None of the packages exploded. The FBI has launched a hunt for their sender.
The president’s critics called his comments hypocritical, as he often uses vicious language against his opponents and the press.
In scripted remarks at a Wednesday night rally in Wisconsin, the president vowed to catch the perpetrator, while calling on the media to end “constant negative and oftentimes false attacks and stories”.
Mr Trump also called for more civility in public life, saying: “Those engaged in the political arena must stop treating political opponents as being morally defective.
“No one should carelessly compare political opponents to historic villains, which is done often.” However, the president made no specific reference to the intended recipients of the packages.
Earlier CNN worldwide president Jeff Zucker criticised President Trump and the White House press secretary for not understanding that “words matter”.
“There is a total and complete lack of understanding at the White House about the seriousness of their continued attacks on the media,” he said. Suspected bombs were sent to locations in New York, the Washington DC area and Florida, authorities said on Wednesday.

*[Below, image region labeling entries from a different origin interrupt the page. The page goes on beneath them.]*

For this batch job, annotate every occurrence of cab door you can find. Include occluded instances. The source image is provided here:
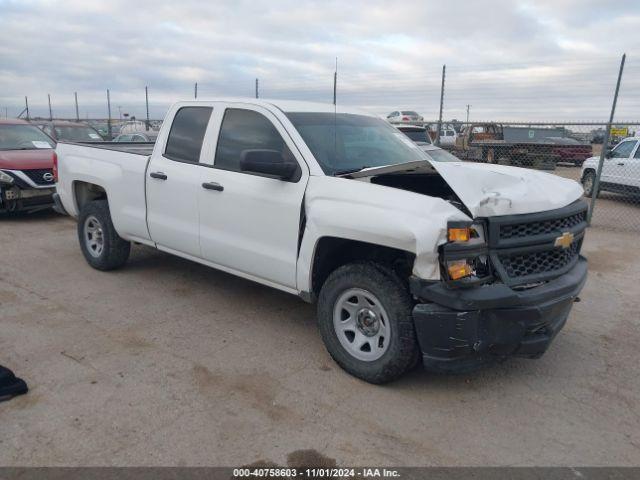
[198,104,309,290]
[146,105,213,257]
[600,139,638,190]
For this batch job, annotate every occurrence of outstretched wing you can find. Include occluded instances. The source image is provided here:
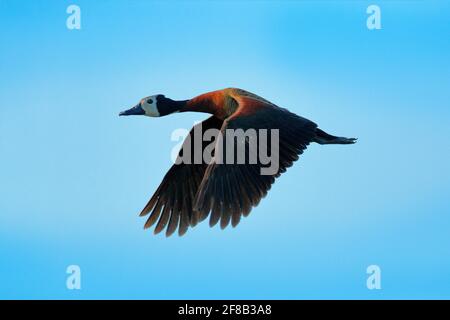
[140,116,223,236]
[194,95,317,229]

Explosive devices were sent to the following individuals, according to the latest FBI statement:
Some of Mr Trump’s supporters have said they believe the packages sent this week are part of a Democratic plot to win votes in the mid-term elections. There is no evidence for this, and the police have not released any information about any suspects.
The attempted attacks come just under two weeks before the mid-terms, with US politics highly polarised. New York City Mayor Bill de Blasio called the attempted attacks “an act of terror”.
He told a news conference: “To all public officials, to all partisan affiliations – don’t encourage violence, don’t encourage hatred, don’t encourage attacks on media. You can disagree, but you have to show respect.”